The Latest: Lawmaker calls misconduct claims political smear
SACRAMENTO, Calif. (AP) -- The Latest on alleged sexual misconduct at the California Legislature (all times local):
A California assemblywoman says accusations of sexual misconduct against her are part of a political effort to discredit her.
Assemblywoman Cristina Garcia is on an unpaid leave of absence amid an investigation into whether she groped Denial Fierro, a former staffer to a colleague, in 2014. Another former staffer has filed a complaint alleging Garcia asked him to play a drinking game and he was fired for complaining about it.
Garcia, a Bell Gardens Democrat, denies the claims.

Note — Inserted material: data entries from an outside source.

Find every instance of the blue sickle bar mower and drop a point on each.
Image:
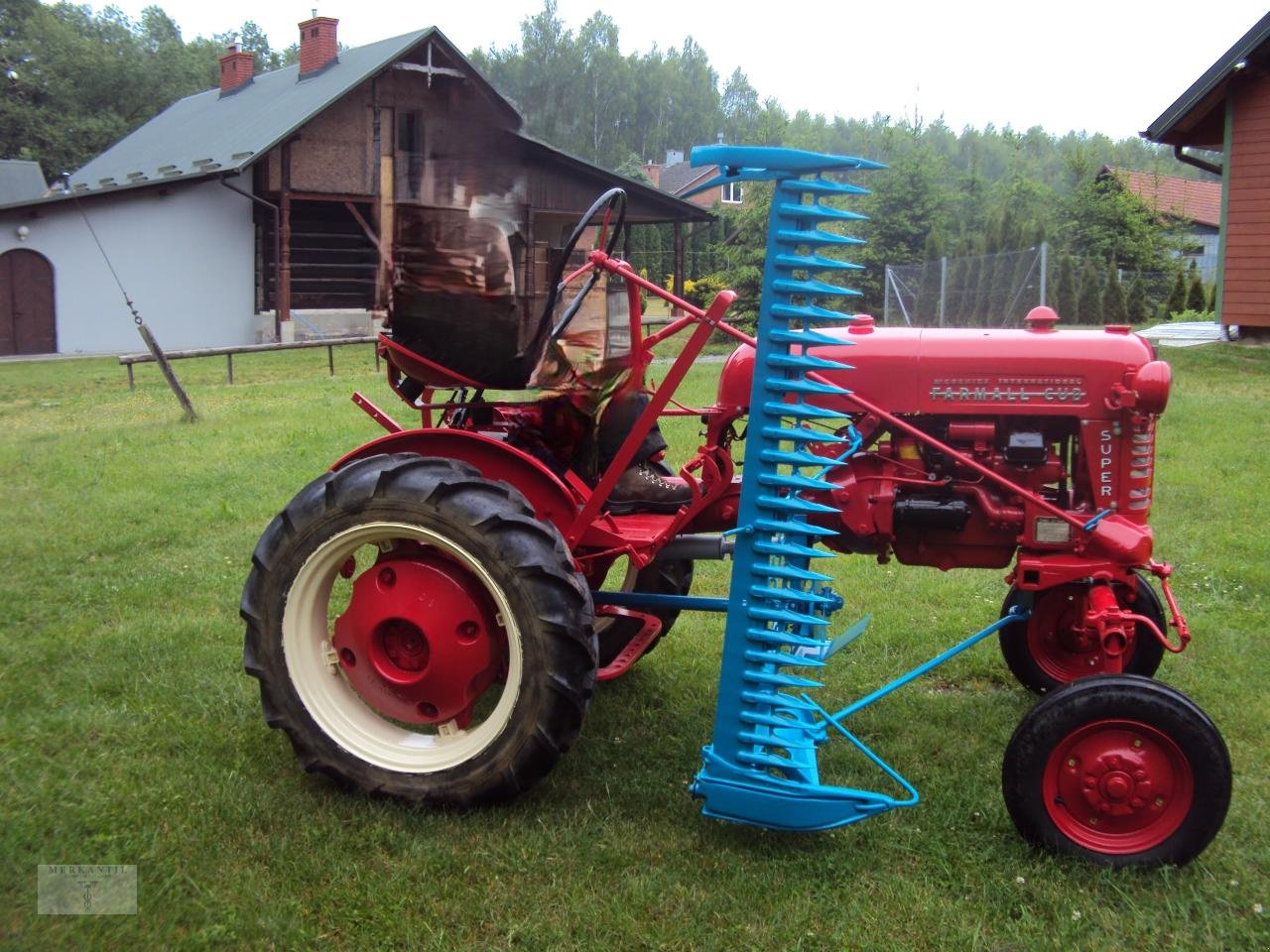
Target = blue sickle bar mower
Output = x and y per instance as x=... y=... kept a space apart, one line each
x=761 y=765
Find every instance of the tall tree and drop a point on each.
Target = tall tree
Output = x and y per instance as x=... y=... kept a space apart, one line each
x=1138 y=309
x=740 y=109
x=1115 y=307
x=1176 y=302
x=1196 y=298
x=1066 y=293
x=1088 y=304
x=604 y=80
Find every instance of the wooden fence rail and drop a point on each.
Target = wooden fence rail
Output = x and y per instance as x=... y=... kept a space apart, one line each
x=227 y=353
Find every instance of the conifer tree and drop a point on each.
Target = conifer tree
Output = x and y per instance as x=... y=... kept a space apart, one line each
x=1176 y=302
x=1115 y=308
x=1196 y=298
x=1065 y=295
x=1135 y=304
x=1088 y=306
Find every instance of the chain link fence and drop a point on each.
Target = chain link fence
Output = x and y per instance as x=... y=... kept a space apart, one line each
x=976 y=291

She alleges a private investigator has been calling her former staff members and tenants in properties she owns seeking information to discredit her. Her statement does not specify who she thinks is behind the effort.

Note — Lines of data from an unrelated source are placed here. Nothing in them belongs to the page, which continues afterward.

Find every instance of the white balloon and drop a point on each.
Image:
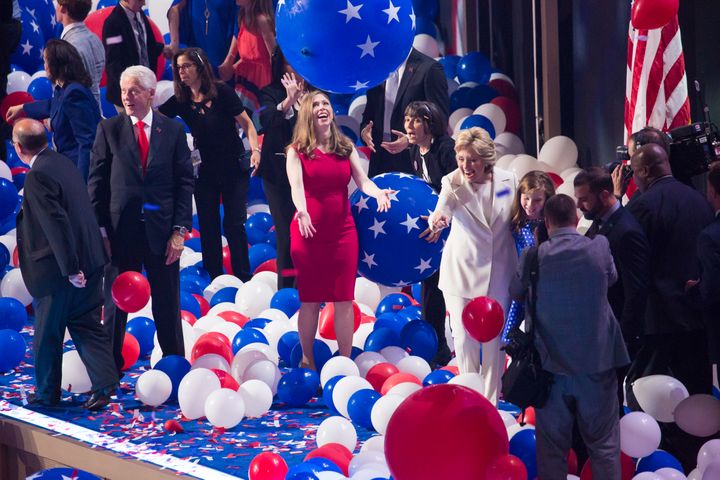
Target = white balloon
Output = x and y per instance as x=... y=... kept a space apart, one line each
x=344 y=389
x=383 y=410
x=257 y=397
x=367 y=292
x=194 y=389
x=658 y=395
x=224 y=408
x=427 y=45
x=337 y=430
x=153 y=387
x=559 y=152
x=338 y=366
x=75 y=378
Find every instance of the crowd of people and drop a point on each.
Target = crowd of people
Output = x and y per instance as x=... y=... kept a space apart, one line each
x=635 y=295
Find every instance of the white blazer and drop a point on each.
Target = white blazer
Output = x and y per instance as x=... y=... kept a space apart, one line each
x=478 y=259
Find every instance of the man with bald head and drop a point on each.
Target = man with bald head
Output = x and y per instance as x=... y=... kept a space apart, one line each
x=672 y=216
x=61 y=257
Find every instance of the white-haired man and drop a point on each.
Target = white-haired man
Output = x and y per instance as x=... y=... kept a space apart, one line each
x=140 y=184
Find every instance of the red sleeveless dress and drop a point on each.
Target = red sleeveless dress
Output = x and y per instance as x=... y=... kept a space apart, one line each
x=326 y=264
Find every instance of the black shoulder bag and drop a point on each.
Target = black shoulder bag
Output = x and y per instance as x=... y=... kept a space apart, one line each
x=525 y=383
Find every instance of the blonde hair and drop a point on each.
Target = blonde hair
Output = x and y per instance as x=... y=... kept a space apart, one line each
x=479 y=142
x=304 y=140
x=531 y=182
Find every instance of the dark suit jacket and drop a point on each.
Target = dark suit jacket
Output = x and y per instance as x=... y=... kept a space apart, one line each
x=74 y=115
x=124 y=53
x=672 y=216
x=277 y=135
x=56 y=236
x=423 y=79
x=121 y=196
x=630 y=249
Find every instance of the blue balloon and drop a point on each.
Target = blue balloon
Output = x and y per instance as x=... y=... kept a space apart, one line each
x=226 y=294
x=257 y=227
x=419 y=338
x=381 y=338
x=106 y=106
x=522 y=445
x=321 y=354
x=360 y=406
x=657 y=460
x=354 y=49
x=176 y=367
x=437 y=377
x=298 y=386
x=287 y=300
x=390 y=251
x=260 y=253
x=13 y=348
x=143 y=329
x=479 y=121
x=246 y=336
x=40 y=88
x=327 y=393
x=287 y=342
x=474 y=67
x=449 y=64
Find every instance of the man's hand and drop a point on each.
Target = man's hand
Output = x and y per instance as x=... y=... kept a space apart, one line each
x=174 y=248
x=78 y=280
x=366 y=135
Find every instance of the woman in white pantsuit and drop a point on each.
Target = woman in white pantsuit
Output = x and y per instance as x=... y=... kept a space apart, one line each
x=479 y=257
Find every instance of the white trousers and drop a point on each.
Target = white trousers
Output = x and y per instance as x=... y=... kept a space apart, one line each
x=467 y=350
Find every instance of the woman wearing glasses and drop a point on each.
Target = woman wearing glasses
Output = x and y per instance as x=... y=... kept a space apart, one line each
x=213 y=111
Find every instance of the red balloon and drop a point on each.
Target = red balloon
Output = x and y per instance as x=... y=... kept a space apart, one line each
x=130 y=291
x=13 y=99
x=95 y=21
x=397 y=379
x=212 y=342
x=379 y=373
x=512 y=113
x=267 y=466
x=130 y=351
x=454 y=430
x=204 y=304
x=186 y=316
x=327 y=321
x=226 y=380
x=483 y=318
x=507 y=467
x=234 y=317
x=650 y=14
x=336 y=453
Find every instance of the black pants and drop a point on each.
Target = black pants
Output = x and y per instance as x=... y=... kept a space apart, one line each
x=78 y=309
x=282 y=211
x=165 y=290
x=233 y=190
x=434 y=313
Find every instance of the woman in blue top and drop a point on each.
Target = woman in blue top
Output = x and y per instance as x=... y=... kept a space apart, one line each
x=73 y=111
x=528 y=227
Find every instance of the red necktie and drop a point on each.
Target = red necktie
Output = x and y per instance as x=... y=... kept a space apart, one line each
x=143 y=144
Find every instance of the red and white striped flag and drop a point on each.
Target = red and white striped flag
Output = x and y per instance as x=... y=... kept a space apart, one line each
x=656 y=92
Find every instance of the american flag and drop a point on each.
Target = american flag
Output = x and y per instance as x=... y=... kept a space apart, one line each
x=656 y=92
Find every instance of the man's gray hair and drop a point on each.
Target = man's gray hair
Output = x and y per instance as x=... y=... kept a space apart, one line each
x=145 y=77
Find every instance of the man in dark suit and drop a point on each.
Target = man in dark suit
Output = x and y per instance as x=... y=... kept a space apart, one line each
x=141 y=183
x=128 y=40
x=61 y=258
x=418 y=78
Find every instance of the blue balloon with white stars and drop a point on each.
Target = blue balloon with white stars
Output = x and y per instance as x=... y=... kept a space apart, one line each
x=391 y=251
x=344 y=46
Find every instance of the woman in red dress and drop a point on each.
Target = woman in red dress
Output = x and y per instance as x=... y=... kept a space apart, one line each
x=323 y=239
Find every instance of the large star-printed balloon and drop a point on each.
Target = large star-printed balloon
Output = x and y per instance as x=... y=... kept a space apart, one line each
x=391 y=252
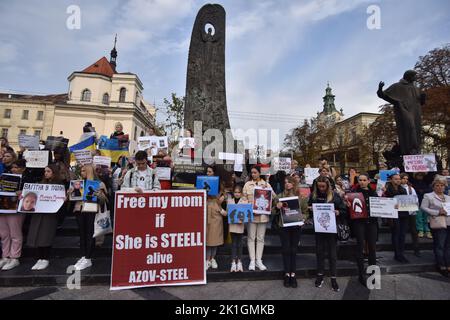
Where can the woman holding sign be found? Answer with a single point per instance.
(364, 227)
(256, 230)
(437, 205)
(86, 217)
(289, 236)
(400, 225)
(323, 193)
(43, 225)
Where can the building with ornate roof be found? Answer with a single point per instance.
(98, 94)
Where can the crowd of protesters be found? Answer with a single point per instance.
(138, 175)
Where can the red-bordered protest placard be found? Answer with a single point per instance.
(159, 239)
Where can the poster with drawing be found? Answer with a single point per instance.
(262, 200)
(291, 213)
(324, 218)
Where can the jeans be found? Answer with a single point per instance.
(399, 229)
(422, 221)
(211, 252)
(86, 225)
(414, 234)
(236, 245)
(256, 233)
(365, 232)
(441, 246)
(326, 241)
(289, 236)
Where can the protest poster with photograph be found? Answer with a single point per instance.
(291, 214)
(407, 202)
(36, 159)
(240, 213)
(102, 161)
(152, 245)
(29, 142)
(10, 182)
(420, 163)
(90, 187)
(304, 191)
(8, 202)
(54, 143)
(324, 218)
(163, 173)
(210, 184)
(311, 174)
(282, 164)
(83, 157)
(381, 207)
(358, 208)
(262, 200)
(77, 187)
(42, 198)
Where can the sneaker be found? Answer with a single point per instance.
(86, 263)
(260, 265)
(319, 281)
(334, 285)
(287, 281)
(3, 262)
(11, 264)
(293, 282)
(42, 264)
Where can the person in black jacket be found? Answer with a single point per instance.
(365, 229)
(400, 225)
(323, 193)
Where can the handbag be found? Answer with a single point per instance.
(102, 223)
(438, 222)
(89, 207)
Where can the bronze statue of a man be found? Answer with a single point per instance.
(407, 101)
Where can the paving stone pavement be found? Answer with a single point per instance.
(424, 286)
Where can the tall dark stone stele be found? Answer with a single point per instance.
(205, 85)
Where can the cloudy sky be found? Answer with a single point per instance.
(279, 54)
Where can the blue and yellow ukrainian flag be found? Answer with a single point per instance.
(87, 144)
(112, 148)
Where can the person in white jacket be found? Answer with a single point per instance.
(412, 214)
(435, 204)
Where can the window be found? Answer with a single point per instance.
(123, 94)
(7, 114)
(105, 99)
(86, 95)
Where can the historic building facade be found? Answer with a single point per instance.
(98, 94)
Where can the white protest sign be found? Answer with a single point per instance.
(29, 142)
(282, 164)
(102, 161)
(311, 174)
(42, 198)
(420, 163)
(163, 173)
(324, 218)
(36, 159)
(383, 207)
(83, 157)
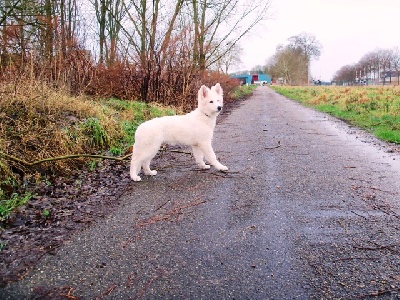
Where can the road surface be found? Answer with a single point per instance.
(310, 209)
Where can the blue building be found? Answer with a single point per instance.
(253, 78)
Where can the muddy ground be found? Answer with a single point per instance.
(309, 209)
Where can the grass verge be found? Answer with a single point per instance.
(38, 122)
(375, 109)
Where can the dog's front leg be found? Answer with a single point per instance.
(212, 158)
(199, 157)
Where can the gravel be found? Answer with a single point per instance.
(309, 209)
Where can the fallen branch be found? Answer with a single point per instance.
(30, 164)
(277, 146)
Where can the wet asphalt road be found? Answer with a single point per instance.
(314, 217)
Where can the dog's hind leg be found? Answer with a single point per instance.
(199, 157)
(146, 168)
(212, 158)
(135, 169)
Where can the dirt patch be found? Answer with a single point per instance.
(62, 207)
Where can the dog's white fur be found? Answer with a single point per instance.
(194, 129)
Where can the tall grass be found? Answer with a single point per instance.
(375, 109)
(37, 122)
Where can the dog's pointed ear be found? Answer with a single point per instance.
(203, 92)
(218, 89)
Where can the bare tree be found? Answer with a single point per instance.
(288, 64)
(220, 24)
(345, 75)
(309, 45)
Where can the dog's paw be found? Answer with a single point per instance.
(136, 178)
(204, 166)
(222, 168)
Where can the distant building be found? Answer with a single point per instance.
(252, 78)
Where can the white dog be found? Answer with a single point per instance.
(194, 129)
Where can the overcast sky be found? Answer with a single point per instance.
(347, 29)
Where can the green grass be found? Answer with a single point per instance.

Fierro says he stands by his story and is unaware of efforts by a private investigator.
Sexual misconduct in the California Legislature has dominated the conversation since lawmakers returned in January, with the burgeoning scandal taking one surprising twist after another.
It will be the focus again when lawmakers return Tuesday and learn whether an investigation cleared Sen. Tony Mendoza of misconduct allegations or set him up for possible expulsion. Mendoza has sued the Senate, claiming he was unfairly suspended and that racism might have been a factor.
Meanwhile, Assemblywoman Cristina Garcia is on leave after being accused of groping a male legislative staffer.
Democratic Assemblyman Mark Stone said public perception of the Legislature has been harmed by the scandal but needed changes also are coming because of it.